British Summer Time, also known as Daylight Saving Time, was the brainchild of a builder from Kent called William Willett. The story goes that one day on his way back from riding his horse in Petts Wood near his home in the early 1900s, he noticed many of the blinds and curtains in the neighbouring houses were still drawn, even though it was light. This led him to consider the idea of adapting the time to better fit daylight hours. Back then the clocks were set all year round to Greenwich Mean Time (GMT), meaning it was light by 3.00 am and dark around 9.00 pm in the summer.

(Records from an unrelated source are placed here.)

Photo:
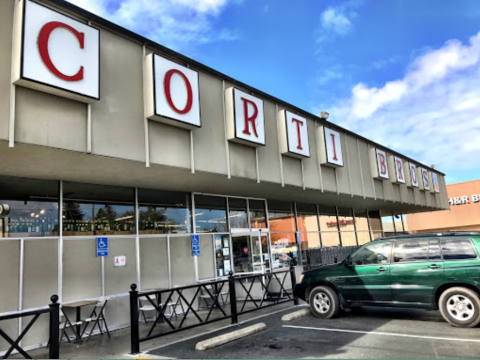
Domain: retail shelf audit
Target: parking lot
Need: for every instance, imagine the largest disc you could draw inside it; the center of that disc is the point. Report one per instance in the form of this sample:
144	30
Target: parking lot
363	333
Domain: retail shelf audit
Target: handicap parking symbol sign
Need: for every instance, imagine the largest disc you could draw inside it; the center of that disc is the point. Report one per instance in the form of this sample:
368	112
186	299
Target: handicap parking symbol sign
102	247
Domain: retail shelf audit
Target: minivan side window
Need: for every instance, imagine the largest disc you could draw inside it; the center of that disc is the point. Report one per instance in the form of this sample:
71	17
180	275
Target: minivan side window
462	249
377	253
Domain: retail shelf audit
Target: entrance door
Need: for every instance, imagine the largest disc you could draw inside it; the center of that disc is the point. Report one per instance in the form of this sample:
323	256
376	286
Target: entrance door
247	253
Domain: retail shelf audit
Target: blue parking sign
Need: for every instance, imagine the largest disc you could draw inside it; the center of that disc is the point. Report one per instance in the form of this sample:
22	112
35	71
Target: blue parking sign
195	245
102	247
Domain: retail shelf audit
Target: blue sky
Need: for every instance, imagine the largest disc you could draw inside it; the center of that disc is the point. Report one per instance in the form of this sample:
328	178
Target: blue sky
403	73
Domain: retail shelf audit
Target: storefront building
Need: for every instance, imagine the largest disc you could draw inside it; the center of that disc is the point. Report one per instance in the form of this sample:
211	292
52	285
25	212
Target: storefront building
463	215
104	133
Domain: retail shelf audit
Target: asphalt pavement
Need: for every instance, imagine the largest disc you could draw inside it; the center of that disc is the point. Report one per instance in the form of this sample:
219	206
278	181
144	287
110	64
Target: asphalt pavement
363	333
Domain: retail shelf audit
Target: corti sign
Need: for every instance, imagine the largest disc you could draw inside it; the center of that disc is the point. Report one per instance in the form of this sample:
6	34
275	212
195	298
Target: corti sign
56	54
172	93
245	118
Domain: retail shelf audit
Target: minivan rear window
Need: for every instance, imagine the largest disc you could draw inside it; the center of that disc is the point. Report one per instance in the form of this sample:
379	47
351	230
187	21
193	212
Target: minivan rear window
461	249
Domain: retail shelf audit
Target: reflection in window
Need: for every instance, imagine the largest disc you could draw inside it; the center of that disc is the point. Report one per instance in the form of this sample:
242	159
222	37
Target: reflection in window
284	249
257	214
281	216
307	219
163	212
90	209
210	214
237	213
29	207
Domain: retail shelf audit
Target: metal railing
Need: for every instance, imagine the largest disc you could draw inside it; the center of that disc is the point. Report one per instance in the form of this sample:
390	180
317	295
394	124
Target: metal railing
54	332
270	290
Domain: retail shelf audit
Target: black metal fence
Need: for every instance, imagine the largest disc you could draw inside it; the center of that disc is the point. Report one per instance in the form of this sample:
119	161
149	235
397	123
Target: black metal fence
317	257
54	311
206	303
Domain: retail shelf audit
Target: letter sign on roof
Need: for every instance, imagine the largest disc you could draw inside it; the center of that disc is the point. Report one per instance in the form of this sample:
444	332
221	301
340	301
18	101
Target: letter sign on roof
57	54
294	134
245	118
172	93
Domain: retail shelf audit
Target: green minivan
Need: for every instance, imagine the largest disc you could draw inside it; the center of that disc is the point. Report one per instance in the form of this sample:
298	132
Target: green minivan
436	271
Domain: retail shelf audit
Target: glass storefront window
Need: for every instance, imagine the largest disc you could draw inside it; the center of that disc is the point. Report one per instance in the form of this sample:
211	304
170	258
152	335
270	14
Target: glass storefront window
163	212
257	214
237	213
281	216
307	219
29	207
90	209
210	213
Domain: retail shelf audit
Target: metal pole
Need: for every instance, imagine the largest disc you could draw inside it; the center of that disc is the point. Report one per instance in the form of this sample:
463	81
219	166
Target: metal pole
134	334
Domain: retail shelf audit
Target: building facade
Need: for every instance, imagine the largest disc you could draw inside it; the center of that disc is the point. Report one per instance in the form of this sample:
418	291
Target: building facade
104	133
463	215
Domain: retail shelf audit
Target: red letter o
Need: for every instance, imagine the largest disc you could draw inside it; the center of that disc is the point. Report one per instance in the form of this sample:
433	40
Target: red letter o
166	85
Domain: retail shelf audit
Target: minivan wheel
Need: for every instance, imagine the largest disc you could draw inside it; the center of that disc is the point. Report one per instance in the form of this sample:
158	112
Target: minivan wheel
324	302
460	307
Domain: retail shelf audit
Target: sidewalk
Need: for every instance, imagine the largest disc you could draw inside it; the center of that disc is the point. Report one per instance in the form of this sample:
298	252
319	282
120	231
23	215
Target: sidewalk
118	346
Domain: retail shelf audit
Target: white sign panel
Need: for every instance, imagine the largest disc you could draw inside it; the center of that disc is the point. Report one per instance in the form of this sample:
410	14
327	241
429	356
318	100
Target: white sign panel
245	118
330	147
382	166
413	175
436	186
399	172
173	93
120	260
297	134
59	55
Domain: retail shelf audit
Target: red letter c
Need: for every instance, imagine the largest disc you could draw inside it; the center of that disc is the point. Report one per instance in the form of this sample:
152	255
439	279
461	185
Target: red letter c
43	38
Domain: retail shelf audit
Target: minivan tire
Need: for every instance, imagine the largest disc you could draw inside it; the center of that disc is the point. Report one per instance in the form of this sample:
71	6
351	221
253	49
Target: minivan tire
460	307
324	302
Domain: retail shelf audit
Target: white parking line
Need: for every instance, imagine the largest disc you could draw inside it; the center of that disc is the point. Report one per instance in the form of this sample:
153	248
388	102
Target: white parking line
381	333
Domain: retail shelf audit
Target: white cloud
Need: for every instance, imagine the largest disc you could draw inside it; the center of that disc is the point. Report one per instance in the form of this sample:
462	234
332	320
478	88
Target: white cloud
178	24
431	114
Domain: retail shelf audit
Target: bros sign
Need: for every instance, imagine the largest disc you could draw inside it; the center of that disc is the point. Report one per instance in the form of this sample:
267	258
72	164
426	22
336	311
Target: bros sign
294	140
245	118
172	93
56	54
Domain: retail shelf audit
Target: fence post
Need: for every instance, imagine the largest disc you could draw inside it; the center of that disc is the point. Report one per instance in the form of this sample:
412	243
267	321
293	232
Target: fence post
233	297
134	334
294	282
54	333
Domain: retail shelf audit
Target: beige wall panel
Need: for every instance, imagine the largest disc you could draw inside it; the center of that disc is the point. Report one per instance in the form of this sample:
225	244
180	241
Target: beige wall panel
153	263
354	165
268	159
328	179
242	161
206	269
292	171
10	327
9	270
82	270
40	275
209	141
6	26
117	119
169	145
366	172
379	186
343	182
119	279
310	165
49	120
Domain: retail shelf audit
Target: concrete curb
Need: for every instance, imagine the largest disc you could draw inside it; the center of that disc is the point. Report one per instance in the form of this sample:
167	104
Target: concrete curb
226	338
296	315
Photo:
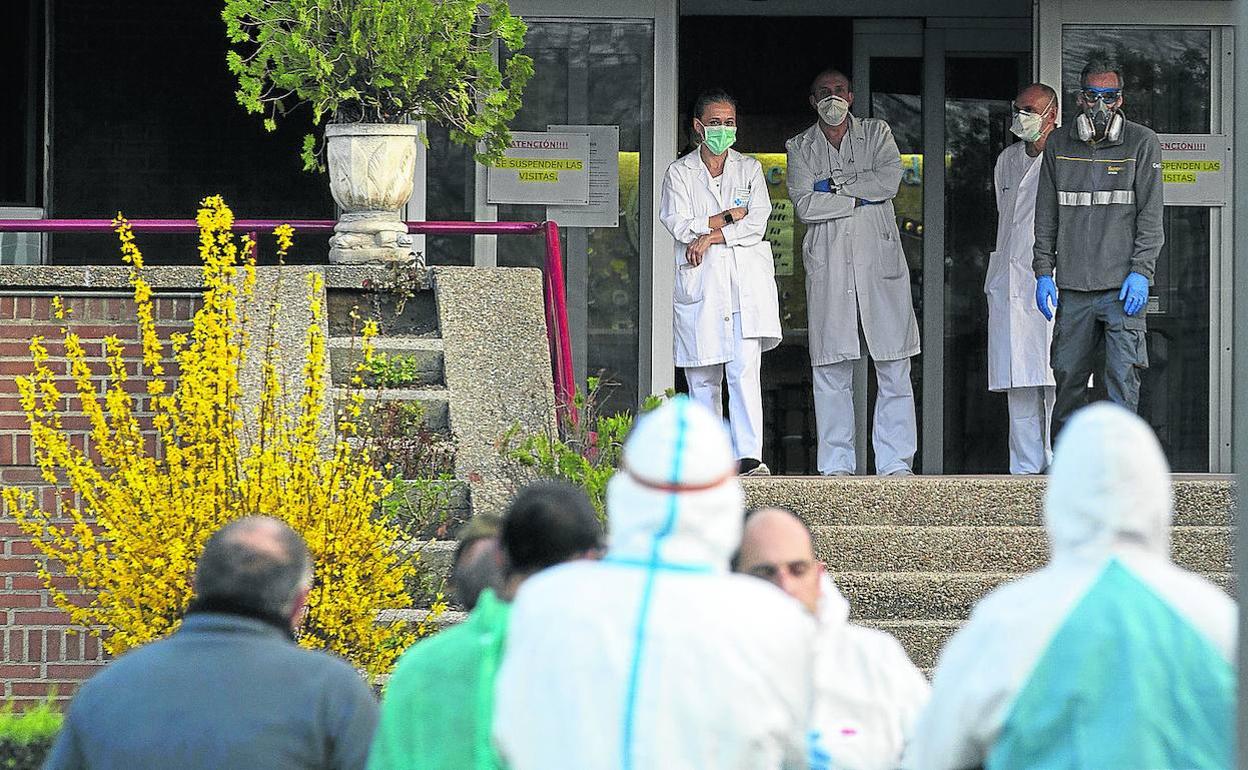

His original proposal was for the clocks to be put forward by 80 minutes in total, in four steps of 20 minutes each Sunday at 2.00 am during April and turned back in the same way in September. He argued that this would mean longer daylight hours for recreation, improving health and also saving the country money in lighting costs.
The ritual owes its origins in the UK to the first world war. The annual hourly changing of the clock was first established in the UK more than 100 years ago under the Summer Time Act 1916 and was introduced by an Act of Parliament as it was thought that lighter evenings might preserve fuel for the war effort. The idea was first entertained because some people thought that by sleeping through daylight in the summer, the day was being wasted.
Through his vigorous campaigning, in 1908 Willett got the support of the MP Robert Pearce who championed the idea, albeit unsuccessfully, in the House of Commons.
The idea resurfaced during World War One when the need to conserve coal made the suggestion of daylight saving more pertinent. Germany had already introduced a similar scheme when the Summer Time Act was finally passed in the UK on 17th May 1916. The clocks went forward one hour on the following Sunday, 21st May.
The time changes were widely advertised in the press. To return to GMT on 1st October 1916, people were advised to put their clocks forward by 11 hours rather than turning the hands back an hour, as in those days this would break the mechanism.
Sadly William Willett died of the flu in 1915 aged 58 and never lived to see his daylight saving ideas become law. Rather fittingly, in Petts Wood there is a memorial sundial, set permanently to Daylight Saving Time, to honour him.
During the Second World War, in 1941 Britain adopted British Double Summer Time, which saw clocks being put forward two hours ahead of GMT. The clocks were turned back to GMT at the end of summer 1945. However because of severe fuel shortages resulting from the harsh winter of 1946/47, the UK returned to British Double Summer Time during the summer of 1947.
Since its introduction, Daylight Saving Time has had both its advocates and critics. Advocates for the system claim the lighter summer mornings save energy, reduce traffic accidents and get people out and about and
Critics however claim that if adopted all year round (known as British Standard Time), this would result in darker winter mornings which would be more dangerous for children going to school and for those in the north and Scotland. The sun would not rise until well into the morning leaving farmers working for several hours in the dark each morning in the winter. The Harold Wilson government adopted British Standard Time between 27th October 1968 and 31st October 1971 as a trial but after a free vote, the House of Commons chose to end the experiment.
Several attempts to amend or repeal British Summer Time have been brought to the House of Commons in recent years, however currently the UK retains the system first advocated back in the Edwardian era by William Willett.